As a sort-of-recent college graduate who majored in English, I'm well aware that there are multiple ways to read the same text (or advertisement, in this case). But some girls (or readings, in this case) are bigger (or better, in this case) than others, as Morrissey would sing. And in this case, the girl who says this ad is more about getting owned on the basketball court than it is about accidental teabagging is the bigger girl.
My exegesis of the ad is as follows. What this ad is selling is sneakers. The need the sneakers address is the need to excel on the court. Our man in red is clearly not excelling on the court; so far is he from excelling that he's getting dunked on, big time. Dunked on so big that he's got another player's balls in his face. And that utter failure on the basketball court ain't right. So buy these Nikes. Period.
Brandon, a commenter on the blog of the ad agency that created the ad, Wieden+Kennedy, was particularly on point:
As a gay male and a black male, I find that some of the commenters are jumping the gun and crying wolf for an ad that I feel is in no way homophobic. Growing up, what made dunking on someone embarrassing was and is not a man's genitals in your face but the fact that you were slammed on. That's what this is about and I can't help but to feel that it is YOU (the negative commenters) that are ignorant by making such knee jerk reactions. I can't help but to feel that these comments are coming from people who don't play or enjoy basketball to get the point of reference."But," you might say, "why is it not right to have another dude's balls in your face? Clearly the ad is homophobic - intentionally or not!" Well, again, the ad isn't saying that balls-to-the-face "ain't right", but let's assume for a moment that it is. In the context of the ad - playing basketball - balls-to-the-face really ain't right. Period. Brian (full disclosure: my man) wrote the following in a comment on Joe.My.God. about this:
It's a fucking power play! It's a battle of masculine will and power. That's what makes sports exciting. And by the way - that's what makes BUTT FUCKING exciting.I really can't say it any better than that. No one - at any number along the Kinsey scale - wants an opposing player's crotch in his or her face in the heat of competition. That's the key point: in the heat of competition. The moment you take this ad out of context, as pretty much every other gay blogger seems to have done, you're left with what seems to be a homophobic ad. But that's the problem: the moment you take it out of context, you can interpret it however you want. That's not reading the ad; that's bringing your biases and agendas to bear on it. Yes, fellow gays. We have biases too.
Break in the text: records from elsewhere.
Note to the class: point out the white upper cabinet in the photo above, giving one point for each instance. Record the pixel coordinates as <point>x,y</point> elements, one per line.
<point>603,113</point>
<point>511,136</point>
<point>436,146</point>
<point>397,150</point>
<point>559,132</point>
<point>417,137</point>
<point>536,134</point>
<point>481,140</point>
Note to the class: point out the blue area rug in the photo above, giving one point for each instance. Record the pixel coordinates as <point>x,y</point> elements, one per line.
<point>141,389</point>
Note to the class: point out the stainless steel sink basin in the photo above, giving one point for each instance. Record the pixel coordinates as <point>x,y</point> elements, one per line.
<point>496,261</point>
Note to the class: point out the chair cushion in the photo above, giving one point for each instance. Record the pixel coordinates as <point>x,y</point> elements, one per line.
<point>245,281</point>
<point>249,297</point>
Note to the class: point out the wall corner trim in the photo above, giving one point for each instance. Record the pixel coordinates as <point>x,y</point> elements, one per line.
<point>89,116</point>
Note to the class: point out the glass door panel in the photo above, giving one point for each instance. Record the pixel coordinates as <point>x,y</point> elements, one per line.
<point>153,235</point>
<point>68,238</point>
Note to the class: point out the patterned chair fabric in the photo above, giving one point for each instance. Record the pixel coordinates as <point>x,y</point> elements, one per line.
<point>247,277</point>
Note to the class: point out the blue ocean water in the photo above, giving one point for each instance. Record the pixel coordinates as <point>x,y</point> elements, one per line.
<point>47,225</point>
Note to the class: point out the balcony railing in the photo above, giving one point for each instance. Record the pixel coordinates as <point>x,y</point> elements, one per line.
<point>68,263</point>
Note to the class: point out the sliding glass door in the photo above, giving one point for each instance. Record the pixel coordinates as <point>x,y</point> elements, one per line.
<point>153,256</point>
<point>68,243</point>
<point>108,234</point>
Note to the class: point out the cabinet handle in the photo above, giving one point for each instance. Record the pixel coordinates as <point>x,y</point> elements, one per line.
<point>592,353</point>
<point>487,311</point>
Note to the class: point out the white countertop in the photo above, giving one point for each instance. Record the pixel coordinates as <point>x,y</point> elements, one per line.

"A-ha!" you might exclaim. "But where is the context in this ad? There's no hoop or basketball! You're only assuming this is about basketball!" Well, I'll throw that back at you: if the scene is not happening in the context of basketball, then what exactly are we supposed to believe is going on? Anyone? Again, if you take basketball out of the equation, you can read the ad however you want. I think the homophobia that some people see in this ad comes more from sports itself than from the actual advertisement. Does homophobia permeate sports? Yes, certainly, to some extent it does. But that's a different question altogether. Even though I disagree with his larger point that the ad should be pulled, I think this snippet of Hamilton Nolan's post about this on Gawker puts it best:
That said, the larger point is that the joke here—as in other campaigns revolving around ALL OF AMERICA'S MOST POPULAR SPORTS—is based on the implacable homophobia of straight jocks. That can't be denied.Finally, I find it infuriating and depressing that the best argument those who think this ad is homophobic can come up with is, "Look at this homophobic ad. It's so homophobic. Because it is. And if you don't see that, then you're a bad, self-hating gay. Fuck Nike!" Where's the argument there? There is none, except for maybe, "I find this offensive; therefore, it must be offensive." Um, no. It is two-thousand-and-friggin'-eight, people. It's time to leave political correctness in the 1990s where it should have already died.